The Lascaux caves were discovered by four teenage boys in 1940. The caves and their 17,000 year old paintings were opened to tourists after World War II but closed again in 1963 to everyone but a trickle of visitors, mostly researchers, after lichen and small crystals started to appear on the walls. Then in 2001 the caves were hit by a severe invasion of fungus and bacteria that may have been due to an ill-conceived climate control system installed in 2001. The French have claimed to have gotten the problem under control, but the Times article is evidence that they still haven’t.

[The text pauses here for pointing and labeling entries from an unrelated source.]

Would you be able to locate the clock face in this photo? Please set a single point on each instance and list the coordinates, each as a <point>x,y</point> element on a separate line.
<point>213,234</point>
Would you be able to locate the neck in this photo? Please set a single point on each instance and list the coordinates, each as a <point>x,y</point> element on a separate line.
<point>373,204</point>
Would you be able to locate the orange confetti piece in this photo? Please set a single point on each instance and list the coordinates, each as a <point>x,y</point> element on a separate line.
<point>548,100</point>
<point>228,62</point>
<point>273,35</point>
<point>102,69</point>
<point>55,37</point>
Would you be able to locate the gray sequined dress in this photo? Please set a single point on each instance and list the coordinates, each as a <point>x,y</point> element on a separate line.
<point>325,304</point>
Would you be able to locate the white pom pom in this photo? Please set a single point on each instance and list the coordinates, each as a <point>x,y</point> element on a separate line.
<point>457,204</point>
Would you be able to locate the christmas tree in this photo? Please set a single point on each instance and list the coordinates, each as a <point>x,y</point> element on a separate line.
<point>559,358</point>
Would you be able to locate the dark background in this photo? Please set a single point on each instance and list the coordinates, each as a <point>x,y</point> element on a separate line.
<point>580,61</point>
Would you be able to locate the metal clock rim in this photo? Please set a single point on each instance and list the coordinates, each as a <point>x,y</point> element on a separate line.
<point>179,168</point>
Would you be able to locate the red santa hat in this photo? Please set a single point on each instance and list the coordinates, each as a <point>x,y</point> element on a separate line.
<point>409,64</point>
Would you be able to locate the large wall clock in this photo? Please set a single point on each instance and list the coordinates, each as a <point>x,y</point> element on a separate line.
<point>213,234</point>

Last year’s Time story suggests that the continuing problem with Lascaux is not just fungus, it’s fog — the absence of a truly independent body to examine the problem and evaluate potential solutions. The team of microbiologists sent in recently to evaluate the caves is not the same thing. Let me steer you to this quote from the Time cover:
It’s hard to sort out the competing claims [as to what caused the fungus] because there still has been no independent judgment of what went wrong and whether it is being put right. The committee the Ministry of Culture created to perform that task is made up of most of the bureaucrats responsible for the damage, including the architect who installed the climate system, the curator who oversaw the installation project and the lab director. How such a committee can arrive at unbiased answers is “a good question,” admits Marc Gauthier, an expert on the Gallo-Roman era and the committee’s chairman. But he says the process is working.
Is it? You can learn more at the website of The International Committee for Preservation of Lascaux.
Postscript: By coincidence lately I’ve been reading the new paperback edition of The Cave Painters by Gregory Curtis. Recommended reading for anybody who’d like to know more about the kind of art that makes mere “antiquities” look like artworld newcomers.